18F / open-data-maker

make it easy to turn a lot of potentially large csv files into easily accessible open data
Other
199 stars 135 forks source link

read CSV as stream, process rows in parallel chunks #295

Closed pkarman closed 8 years ago

pkarman commented 8 years ago

Based off #294 and #94

This PR cuts indexing time significantly when run on a machine with multiple processors, at the expense of more memory usage.
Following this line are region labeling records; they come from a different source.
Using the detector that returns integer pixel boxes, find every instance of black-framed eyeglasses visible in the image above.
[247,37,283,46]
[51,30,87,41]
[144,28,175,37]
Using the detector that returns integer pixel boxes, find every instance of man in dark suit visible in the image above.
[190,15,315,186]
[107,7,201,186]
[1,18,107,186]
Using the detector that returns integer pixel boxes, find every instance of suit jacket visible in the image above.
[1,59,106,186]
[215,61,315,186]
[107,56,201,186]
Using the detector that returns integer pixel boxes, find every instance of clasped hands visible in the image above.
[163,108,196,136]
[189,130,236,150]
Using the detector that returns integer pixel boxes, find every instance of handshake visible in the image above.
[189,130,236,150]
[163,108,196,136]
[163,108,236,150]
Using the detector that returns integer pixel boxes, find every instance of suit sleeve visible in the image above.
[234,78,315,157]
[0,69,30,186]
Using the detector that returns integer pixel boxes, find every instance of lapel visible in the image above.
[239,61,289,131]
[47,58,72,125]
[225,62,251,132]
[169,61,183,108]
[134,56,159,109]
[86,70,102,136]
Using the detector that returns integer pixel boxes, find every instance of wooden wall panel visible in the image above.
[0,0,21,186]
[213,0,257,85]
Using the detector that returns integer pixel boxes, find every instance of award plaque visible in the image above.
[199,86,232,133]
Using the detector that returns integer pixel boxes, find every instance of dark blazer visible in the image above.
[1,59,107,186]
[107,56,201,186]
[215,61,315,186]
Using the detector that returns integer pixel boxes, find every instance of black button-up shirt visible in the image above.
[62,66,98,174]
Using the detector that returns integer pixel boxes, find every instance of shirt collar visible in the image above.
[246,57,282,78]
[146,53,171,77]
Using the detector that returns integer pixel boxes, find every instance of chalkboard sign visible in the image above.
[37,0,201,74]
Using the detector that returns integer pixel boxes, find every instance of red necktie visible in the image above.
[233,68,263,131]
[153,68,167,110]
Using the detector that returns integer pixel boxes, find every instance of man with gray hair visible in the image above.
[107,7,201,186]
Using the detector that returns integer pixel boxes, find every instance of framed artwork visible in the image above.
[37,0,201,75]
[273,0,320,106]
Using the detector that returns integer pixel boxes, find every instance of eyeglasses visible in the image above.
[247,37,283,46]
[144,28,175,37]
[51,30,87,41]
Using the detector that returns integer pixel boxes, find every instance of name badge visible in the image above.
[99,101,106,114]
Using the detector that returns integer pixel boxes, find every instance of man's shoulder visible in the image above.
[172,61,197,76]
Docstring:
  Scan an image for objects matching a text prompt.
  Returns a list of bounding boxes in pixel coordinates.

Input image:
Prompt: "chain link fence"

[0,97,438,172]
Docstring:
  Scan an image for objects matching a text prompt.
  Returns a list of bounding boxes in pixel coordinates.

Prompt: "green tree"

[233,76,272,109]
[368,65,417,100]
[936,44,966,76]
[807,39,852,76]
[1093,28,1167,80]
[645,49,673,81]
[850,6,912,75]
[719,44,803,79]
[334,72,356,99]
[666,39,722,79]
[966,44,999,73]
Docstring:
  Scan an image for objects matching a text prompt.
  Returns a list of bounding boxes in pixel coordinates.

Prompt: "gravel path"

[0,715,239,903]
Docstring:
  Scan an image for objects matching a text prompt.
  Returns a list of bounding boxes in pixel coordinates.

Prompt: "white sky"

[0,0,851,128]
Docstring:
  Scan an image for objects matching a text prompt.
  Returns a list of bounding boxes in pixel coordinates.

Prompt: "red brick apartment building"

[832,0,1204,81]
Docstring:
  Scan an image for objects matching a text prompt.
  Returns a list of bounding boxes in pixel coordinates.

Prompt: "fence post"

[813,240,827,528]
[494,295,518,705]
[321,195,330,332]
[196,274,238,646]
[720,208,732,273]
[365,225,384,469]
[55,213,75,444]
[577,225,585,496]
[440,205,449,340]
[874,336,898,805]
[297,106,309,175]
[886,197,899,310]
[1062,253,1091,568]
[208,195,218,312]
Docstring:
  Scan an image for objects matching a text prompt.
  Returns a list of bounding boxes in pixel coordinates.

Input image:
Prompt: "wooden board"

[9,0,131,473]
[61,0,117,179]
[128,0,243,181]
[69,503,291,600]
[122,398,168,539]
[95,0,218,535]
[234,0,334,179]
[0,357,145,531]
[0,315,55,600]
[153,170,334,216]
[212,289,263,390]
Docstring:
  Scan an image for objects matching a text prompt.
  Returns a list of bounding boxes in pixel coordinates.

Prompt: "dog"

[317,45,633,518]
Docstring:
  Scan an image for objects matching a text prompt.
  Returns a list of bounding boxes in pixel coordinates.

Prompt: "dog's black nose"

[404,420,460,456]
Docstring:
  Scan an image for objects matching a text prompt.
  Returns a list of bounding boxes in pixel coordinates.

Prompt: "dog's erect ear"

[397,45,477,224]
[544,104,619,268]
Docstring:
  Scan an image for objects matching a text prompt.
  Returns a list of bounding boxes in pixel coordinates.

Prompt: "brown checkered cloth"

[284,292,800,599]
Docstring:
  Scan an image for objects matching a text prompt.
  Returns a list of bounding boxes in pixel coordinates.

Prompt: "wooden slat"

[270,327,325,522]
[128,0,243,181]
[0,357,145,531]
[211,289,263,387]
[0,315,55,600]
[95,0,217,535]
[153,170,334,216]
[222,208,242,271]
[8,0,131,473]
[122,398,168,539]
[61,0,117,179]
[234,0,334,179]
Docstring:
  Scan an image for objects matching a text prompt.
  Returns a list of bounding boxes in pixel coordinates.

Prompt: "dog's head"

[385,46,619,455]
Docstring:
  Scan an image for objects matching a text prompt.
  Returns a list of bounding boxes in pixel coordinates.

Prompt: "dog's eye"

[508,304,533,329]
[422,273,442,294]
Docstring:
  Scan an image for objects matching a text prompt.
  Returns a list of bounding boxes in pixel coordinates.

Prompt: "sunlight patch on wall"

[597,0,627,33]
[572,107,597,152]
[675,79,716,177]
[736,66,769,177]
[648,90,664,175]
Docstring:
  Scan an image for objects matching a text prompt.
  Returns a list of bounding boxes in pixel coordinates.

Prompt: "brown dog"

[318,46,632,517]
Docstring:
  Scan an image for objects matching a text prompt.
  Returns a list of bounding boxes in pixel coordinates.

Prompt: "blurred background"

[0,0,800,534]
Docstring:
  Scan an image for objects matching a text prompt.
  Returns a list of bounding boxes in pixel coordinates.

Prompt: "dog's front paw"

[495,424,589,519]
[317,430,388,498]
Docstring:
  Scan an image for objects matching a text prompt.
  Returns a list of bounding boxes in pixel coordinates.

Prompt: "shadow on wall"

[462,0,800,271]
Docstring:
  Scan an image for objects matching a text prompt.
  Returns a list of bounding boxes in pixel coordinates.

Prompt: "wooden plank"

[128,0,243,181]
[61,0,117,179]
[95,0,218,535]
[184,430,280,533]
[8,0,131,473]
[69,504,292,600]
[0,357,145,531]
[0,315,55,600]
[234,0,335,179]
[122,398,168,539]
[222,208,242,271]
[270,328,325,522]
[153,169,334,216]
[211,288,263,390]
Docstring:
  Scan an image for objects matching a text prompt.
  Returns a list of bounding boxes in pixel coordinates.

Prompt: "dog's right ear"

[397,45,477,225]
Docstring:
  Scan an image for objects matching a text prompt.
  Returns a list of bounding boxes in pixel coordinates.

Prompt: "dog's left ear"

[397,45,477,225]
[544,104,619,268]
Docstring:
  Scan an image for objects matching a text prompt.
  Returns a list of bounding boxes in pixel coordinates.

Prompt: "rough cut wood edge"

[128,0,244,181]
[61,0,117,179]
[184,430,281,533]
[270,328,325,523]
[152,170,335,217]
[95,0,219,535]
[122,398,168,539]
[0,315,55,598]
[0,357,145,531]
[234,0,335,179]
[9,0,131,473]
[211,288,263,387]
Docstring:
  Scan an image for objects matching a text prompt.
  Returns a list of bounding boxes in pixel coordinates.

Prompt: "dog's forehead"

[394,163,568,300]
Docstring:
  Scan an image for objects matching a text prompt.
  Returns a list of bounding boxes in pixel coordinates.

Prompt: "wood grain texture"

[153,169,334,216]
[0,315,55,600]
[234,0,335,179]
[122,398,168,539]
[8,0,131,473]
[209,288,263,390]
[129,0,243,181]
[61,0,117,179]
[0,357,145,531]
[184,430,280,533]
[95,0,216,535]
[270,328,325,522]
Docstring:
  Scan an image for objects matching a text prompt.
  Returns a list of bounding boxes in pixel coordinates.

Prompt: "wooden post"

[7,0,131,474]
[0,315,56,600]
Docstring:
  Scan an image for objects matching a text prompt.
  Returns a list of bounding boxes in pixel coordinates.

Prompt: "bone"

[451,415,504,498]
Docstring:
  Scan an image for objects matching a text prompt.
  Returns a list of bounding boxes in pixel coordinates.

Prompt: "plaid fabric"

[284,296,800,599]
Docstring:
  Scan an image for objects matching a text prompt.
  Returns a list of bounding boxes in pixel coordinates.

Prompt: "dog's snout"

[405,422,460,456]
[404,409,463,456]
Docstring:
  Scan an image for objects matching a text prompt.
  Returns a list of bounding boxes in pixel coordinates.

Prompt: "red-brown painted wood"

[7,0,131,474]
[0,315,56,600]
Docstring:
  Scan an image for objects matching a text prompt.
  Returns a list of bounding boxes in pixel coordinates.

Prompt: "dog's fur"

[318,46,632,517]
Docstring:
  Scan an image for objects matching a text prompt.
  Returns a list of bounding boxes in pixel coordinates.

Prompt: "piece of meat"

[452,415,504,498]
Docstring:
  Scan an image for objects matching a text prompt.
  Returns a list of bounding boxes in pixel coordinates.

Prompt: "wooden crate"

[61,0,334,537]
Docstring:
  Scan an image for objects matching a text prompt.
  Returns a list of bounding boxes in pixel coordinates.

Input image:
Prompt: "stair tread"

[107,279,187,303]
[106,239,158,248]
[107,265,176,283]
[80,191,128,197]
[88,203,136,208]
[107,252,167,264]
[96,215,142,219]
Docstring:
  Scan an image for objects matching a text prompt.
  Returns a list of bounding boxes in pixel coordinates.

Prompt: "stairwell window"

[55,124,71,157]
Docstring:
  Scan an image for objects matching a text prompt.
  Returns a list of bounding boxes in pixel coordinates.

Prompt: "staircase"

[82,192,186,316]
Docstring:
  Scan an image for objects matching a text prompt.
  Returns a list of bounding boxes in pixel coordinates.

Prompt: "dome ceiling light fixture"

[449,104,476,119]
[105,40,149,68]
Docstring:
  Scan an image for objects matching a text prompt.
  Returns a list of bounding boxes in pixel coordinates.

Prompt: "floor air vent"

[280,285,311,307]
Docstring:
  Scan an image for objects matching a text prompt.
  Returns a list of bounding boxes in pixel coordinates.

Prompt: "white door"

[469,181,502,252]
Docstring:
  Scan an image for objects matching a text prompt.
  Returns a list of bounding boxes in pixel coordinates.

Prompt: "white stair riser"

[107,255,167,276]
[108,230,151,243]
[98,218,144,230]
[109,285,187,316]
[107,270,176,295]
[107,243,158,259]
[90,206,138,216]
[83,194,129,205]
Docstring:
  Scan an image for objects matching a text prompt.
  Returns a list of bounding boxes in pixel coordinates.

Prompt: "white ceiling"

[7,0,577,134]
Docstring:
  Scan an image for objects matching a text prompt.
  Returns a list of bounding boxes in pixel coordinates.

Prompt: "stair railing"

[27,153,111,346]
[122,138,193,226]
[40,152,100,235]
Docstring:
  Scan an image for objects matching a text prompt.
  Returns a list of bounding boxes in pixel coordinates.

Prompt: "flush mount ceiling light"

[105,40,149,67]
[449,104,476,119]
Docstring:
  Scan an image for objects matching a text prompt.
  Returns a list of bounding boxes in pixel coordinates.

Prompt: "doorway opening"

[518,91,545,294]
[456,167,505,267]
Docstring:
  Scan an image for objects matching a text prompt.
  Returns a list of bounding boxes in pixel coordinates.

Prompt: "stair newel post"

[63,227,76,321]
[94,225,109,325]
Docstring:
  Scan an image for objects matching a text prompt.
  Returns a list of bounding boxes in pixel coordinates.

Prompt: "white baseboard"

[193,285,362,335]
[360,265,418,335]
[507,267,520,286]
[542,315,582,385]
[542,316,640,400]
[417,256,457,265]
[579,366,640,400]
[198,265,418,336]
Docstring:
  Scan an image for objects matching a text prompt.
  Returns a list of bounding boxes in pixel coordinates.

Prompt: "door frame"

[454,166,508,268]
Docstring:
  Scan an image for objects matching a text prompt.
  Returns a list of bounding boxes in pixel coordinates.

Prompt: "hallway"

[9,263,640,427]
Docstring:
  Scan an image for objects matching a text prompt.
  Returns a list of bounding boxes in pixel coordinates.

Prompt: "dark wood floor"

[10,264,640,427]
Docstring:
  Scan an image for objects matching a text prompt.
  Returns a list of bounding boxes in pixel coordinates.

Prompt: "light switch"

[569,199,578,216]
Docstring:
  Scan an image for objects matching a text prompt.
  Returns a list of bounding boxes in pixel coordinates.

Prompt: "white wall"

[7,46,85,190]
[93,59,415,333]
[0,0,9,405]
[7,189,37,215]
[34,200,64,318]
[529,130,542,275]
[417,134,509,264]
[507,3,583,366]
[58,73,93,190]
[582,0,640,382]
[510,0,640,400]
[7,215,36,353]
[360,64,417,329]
To mitigate the additional memory use that comes with parallel (forked) processes, CSV files are read via IO stream, a row at a time, rather than being slurped entirely into memory and parsed as a String.

For reference, the current import consumes about 250MB for the single process.

Example stats and usage:

# for 1000 rows from 4 files (using college-choice-data)

NPROCS=1 rake import
#812 sec (memory 150MB)

NPROCS=4 CHUNK_SIZE=50 rake import
#396 sec (memory 180MB x 4 (720MB))

NPROCS=5 CHUNK_SIZE=100 rake import
#268 sec (memory 230MB x 5 (1150MB))
pkarman commented 8 years ago

An important caveat with reading CSV as stream: the :force_utf8 feature does not work as currently implemented. My recommendation is to require all CSV files be in UTF-8 format prior to import, possibly offering some easy docs/script to convert encodings.

pkarman commented 8 years ago

Going to open a new PR against a branch directly on this repo.